Moderna, Inc.,has released the first batch of mRNA-1273, the Company’s vaccine against the novel coronavirus, for human use. Vials of mRNA-1273 have been shipped to the National Institute of Allergy and Infectious Diseases (NIAID), a part of the National Institutes of Health (NIH) to be used in the planned Phase 1 study in the U.S.
mRNA-1273 is an mRNA vaccine against the novel coronavirus encoding for a prefusion stabilized form of the Spike (S) protein, which was selected by Moderna in collaboration with investigators at the NIAID Vaccine Research Center (VRC). Manufacture of this batch was funded by the Coalition for Epidemic Preparedness Innovations (CEPI).
The Company’s manufacturing plant in Norwood, MA manufactures Moderna’s portfolio of mRNA development candidates, including vaccines and therapeutics. To date, the Company has produced and released more than 100 batches from its Norwood site for human clinical trials. mRNA-1273 is part of the Company’s core prophylactic vaccines modality, which has had six positive Phase 1 clinical readouts across six different vaccines over the past four years.
mRNA-1273 is an mRNA vaccine against the novel coronavirus encoding for a prefusion stabilized form of the Spike (S) protein, which was designed by Moderna in collaboration with NIAID. The S protein complex is necessary for membrane fusion and host cell infection and has been the target of vaccines against the coronaviruses responsible for Middle Eastern Respiratory Syndrome (MERS) and Severe Acute Respiratory Syndrome (SARS).
“I want to thank the entire Moderna team for their extraordinary effort in responding to this global health emergency with record speed. The collaboration across Moderna, with NIAID, and with CEPI has allowed us to deliver a clinical batch in 42 days from sequence identification,” said Juan Andres, Chief Technical Operations and Quality Officer at Moderna. “This would not have been possible without our Norwood manufacturing
site, which uses leading-edge technology to enable flexible operations
and ensure high quality standards are met for clinical-grade
Coronaviruses are a family of viruses that can lead to respiratory illness, including MERS and SARS. Coronaviruses are transmitted between animals and people and can evolve into strains not previously identified in humans. On January 7, 2020, a novel coronavirus was identified as the cause of pneumonia cases in Wuhan, Hubei Province of China.
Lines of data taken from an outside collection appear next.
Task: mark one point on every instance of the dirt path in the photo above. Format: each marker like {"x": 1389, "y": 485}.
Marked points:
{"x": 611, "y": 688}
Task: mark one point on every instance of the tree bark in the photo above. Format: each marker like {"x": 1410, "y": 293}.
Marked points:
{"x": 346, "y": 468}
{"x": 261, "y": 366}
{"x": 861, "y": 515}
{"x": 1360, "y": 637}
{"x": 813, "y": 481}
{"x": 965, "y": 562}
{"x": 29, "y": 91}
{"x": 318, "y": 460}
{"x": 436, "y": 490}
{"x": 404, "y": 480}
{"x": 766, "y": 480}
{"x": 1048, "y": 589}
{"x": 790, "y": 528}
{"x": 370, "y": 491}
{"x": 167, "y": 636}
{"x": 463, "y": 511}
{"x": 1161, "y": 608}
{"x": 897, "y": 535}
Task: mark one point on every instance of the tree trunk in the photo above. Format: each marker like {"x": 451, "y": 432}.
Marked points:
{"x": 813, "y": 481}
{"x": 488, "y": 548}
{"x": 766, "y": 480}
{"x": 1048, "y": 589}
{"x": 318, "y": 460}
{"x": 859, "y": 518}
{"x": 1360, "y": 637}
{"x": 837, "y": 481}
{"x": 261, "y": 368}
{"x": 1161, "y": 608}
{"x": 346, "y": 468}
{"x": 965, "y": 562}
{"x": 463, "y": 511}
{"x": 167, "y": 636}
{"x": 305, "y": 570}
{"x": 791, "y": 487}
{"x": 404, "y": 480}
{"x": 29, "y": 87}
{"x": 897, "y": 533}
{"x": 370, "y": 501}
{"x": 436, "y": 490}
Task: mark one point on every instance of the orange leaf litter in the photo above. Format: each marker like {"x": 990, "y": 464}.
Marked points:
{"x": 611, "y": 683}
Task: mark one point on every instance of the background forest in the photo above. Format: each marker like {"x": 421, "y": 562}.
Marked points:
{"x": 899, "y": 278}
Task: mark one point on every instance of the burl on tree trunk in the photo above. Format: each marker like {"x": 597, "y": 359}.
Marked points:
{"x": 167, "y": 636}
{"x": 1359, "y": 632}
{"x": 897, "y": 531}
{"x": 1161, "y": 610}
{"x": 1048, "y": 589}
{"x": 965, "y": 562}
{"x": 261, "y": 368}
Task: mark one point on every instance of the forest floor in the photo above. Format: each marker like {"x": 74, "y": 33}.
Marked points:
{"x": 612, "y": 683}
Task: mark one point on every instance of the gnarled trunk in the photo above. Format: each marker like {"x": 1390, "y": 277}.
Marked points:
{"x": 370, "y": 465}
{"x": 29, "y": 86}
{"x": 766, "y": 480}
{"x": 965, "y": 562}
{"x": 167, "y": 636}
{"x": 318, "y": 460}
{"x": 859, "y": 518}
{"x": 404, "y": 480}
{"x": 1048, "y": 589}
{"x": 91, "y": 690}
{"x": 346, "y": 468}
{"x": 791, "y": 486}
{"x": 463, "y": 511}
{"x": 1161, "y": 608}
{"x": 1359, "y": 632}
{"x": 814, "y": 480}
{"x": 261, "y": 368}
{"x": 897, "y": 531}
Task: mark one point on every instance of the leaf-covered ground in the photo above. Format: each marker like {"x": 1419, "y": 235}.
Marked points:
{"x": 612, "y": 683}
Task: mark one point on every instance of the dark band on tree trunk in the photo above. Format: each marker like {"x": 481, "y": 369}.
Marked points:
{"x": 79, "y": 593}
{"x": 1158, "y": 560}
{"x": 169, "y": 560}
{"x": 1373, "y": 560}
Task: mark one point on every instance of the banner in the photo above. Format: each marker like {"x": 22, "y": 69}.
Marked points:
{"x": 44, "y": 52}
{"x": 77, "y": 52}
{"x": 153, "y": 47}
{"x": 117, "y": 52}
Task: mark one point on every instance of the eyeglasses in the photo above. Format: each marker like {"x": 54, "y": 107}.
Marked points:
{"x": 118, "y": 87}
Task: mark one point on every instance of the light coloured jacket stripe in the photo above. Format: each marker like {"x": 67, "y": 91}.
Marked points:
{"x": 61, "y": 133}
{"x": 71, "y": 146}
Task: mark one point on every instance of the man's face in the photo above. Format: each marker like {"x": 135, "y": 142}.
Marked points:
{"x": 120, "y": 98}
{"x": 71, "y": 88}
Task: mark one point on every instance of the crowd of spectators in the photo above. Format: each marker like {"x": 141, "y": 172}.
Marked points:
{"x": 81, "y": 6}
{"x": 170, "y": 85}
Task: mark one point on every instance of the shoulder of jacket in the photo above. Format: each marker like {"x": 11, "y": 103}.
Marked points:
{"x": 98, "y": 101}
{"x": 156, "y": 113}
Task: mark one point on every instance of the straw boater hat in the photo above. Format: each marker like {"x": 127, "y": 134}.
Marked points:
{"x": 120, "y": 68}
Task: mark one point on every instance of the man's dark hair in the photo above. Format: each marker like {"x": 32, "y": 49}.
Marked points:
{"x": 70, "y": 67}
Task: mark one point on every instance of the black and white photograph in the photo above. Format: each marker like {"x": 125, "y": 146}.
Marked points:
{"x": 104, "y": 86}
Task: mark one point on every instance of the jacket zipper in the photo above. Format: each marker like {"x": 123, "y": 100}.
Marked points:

Moderna scientists designed the Company’s prophylactic vaccines modality to prevent infectious diseases. More than 1,000 participants have been enrolled in Moderna’s infectious disease vaccine clinical studies under health authorities in the U.S., Europe and Australia. Based on clinical experience across six Phase 1 studies, the Company has designated prophylactic vaccines a core modality and intends to accelerate development of its infectious disease vaccine candidates.
The potential advantages of an mRNA approach to prophylactic vaccines include the ability to mimic natural infection to stimulate a more potent immune response, combining multiple mRNAs into a single vaccine, rapid discovery to respond to emerging pandemic threats and manufacturing agility derived from the platform nature of mRNA vaccine design and production. Moderna has built a fully integrated manufacturing plant in Norwood, MA which enables the promise of the technology platform.
Moderna currently has nine development candidates in its prophylactic vaccines modality, including:
Vaccines against serious respiratory infections
- Respiratory syncytial virus (RSV) vaccine for older adults (mRNA-1777 and mRNA-1172/V172 with Merck)
- RSV vaccine for young children (mRNA-1345)
- Human metapneumovirus and parainfluenza virus type 3 (hMPV/PIV3) vaccine (mRNA-1653)
- Novel coronavirus vaccine (mRNA-1273)
- Influenza H7N9 (mRNA-1851)
Vaccines against serious infections transmitted from mother to baby
- Cytomegalovirus (CMV) vaccine (mRNA-1647)
- Zika vaccine (mRNA-1893) with the Biomedical Advanced Research and Development Authority (BARDA)
Vaccines against common viral infections
- Epstein-Barr virus (EBV) vaccine (mRNA-1189)
To date, Moderna has demonstrated positive Phase 1 data readouts for six prophylactic vaccines (H10N8, H7N9, RSV, chikungunya virus, hMPV/PIV3 and CMV). Moderna’s CMV vaccine is currently in a Phase 2 dose-selection study. Moderna’s investigational Zika vaccine (mRNA-1893), currently in a Phase 1 study, was granted FDA Fast Track designation.